English 10 and the Iago Challenge by Nicole Sintetos

In the Classroom:  By Nicole Sintetos, English & History Instructor

Students have long been trained to hold Shakespeare at arm's length, perhaps to avoid whatever contagious nerdiness lurks within each noble text.  Even my freshmen groan before opening their copy of Romeo and Juliet. When I ask them the root of this irrational prejudice, they say, "it is so boring--and hard."

Hard? Maybe. Boring? Blasphemous.

At Dublin, we want to teach Shakespeare so it comes alive, so that Shakespeare becomes a high-point, and not a low-point, of students’ high school careers.

Let me provide a case study featuring our current sophomore class. Last week they completed a reading of Othello. This play alone had THREE MURDERS  and lot of cringe-worthy I-can't believe-we-read-this-out-loud-in-class RISQUÉ JOKES. Plus, a smattering of psychopathic manipulation by the mastermind Iago, by far the most complex character in the play.

I realized that if I taught this play, the crux of the message needed to surpass simply an appreciation for the language, the metaphor, and the structure of the work. I have always been intrigued by the character Iago and I wanted to delve deeper into his motivation. I vividly recall reading the play my sophomore year of high school and thinking that this man would benefit greatly from some therapy and anger management courses; who else but a crazy person would purposefully create a web of deception with innocent peoples' lives on the line for the sake of revenge? I wondered if, without killing anyone, could we recreate the manipulation, the second-guessing, and the competitive unrest present within Othello in a class setting? Could students then relate to what Shakespeare created in his plot: a vacuum of uncertainty with a serious dose of distrust?

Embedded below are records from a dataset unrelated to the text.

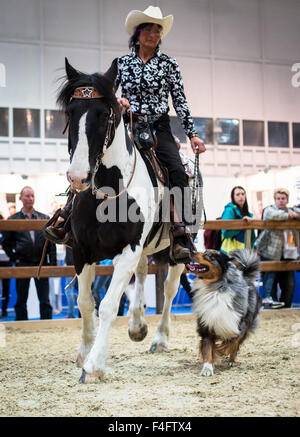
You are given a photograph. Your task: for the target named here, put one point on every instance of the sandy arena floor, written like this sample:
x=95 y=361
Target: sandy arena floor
x=38 y=375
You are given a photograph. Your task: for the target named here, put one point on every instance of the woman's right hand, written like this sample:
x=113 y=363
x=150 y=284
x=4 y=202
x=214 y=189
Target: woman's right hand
x=124 y=104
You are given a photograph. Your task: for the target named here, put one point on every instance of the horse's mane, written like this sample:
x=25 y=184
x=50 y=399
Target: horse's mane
x=103 y=84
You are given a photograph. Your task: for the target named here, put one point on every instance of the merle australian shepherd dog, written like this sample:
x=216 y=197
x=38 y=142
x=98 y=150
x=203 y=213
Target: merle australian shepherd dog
x=226 y=303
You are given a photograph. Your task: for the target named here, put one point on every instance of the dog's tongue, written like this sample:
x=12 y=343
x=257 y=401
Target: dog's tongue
x=196 y=268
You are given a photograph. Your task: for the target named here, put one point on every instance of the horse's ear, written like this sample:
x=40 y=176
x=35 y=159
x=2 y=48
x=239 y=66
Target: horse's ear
x=71 y=72
x=112 y=72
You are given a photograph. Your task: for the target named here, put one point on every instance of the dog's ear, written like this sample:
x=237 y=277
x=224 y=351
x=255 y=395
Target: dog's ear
x=223 y=260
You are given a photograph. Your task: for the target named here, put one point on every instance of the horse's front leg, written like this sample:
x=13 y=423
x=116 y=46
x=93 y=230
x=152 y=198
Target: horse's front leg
x=160 y=342
x=137 y=326
x=86 y=306
x=124 y=267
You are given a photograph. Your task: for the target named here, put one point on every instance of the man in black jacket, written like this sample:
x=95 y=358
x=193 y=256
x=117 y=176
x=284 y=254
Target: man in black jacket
x=24 y=248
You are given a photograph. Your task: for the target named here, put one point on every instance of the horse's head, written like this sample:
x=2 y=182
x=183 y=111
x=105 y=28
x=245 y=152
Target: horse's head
x=93 y=113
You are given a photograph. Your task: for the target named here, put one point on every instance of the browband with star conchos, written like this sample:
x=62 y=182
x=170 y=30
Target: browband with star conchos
x=86 y=92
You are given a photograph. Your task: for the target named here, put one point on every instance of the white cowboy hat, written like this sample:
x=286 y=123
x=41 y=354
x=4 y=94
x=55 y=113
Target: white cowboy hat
x=152 y=14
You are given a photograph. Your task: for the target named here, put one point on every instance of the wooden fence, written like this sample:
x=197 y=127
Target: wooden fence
x=159 y=271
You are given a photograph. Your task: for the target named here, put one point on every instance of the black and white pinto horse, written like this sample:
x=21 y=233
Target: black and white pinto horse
x=104 y=160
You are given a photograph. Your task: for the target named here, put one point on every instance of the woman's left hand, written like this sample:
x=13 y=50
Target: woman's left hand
x=248 y=219
x=198 y=145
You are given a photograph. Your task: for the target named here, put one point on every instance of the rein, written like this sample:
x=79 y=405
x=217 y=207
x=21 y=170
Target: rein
x=97 y=191
x=88 y=92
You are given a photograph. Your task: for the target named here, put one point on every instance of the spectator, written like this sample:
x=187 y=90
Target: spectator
x=186 y=285
x=24 y=248
x=237 y=209
x=4 y=262
x=275 y=245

Hence, the birth of the  Iago Game, a Sophomore Class rite of passage. Each English class competes against the other to collect the most flags by solving a series of challenges.  But, they are warned that an Iago, or secret  mole, is planted in each class to sabotage their efforts. In order to win, they must work together as a class- but is there anyone they can really trust? 

This year, the mischief was in high demand. Dow and Warren Umbach solved a series of riddles leading them to the grave yard by campus at 7:30 in the morning to claim a flag. Katia Dermott solved some LSAT level logic problems revealing a random phone number; the person on the other side of the line shared the location of the flag only after quizzing her over the phone. Perhaps most memorable was Alexander Maxwell’s brilliant performance at morning meeting when he presented Mr. Weis with a memorized Shakespearean sonnet for his challenge.     

But, as the term progressed, the trust within each class began to dissolve. I got emails from students convinced that someone in the class was trying to sabotage them. Like Iago’s impact in the play, students began to feel, and see, falsehoods that were not really there.  The true irony of the situation was that this year I did not assign a single student to be Iago, and yet the game still worked just as well. Only three students (Noelia Calcano, Madeline Pastan, and Quinn Thomson) correctly deduced that Iago  did not actually exist.

Quinn reflected over email, “While it's more than likely that a person is Iago, I think it's possible that Iago is actually an idea given malicious sentience by those around it. If it doesn't exist in physical form, it can still affect people by being suggested. For example, if something goes wrong, the blame goes to the "Iago," even though it may have taken place due to unrelated circumstances.” BINGO. How quickly do we, just as the characters in the play, fall into this deeply human trap?

The magic of Shakespearean literature is not merely manifest in the genius of the word play.  It is in the deeply human hamartia in each tragedy and the equally cathartic release of finding unrequited love (or lust) in each comedy. You see, human nature is the key and the core of each work, no matter how far-fetched the plot, and if we can learn to tap into this well of humanness when teaching the text, there is no option but for the plot to come alive.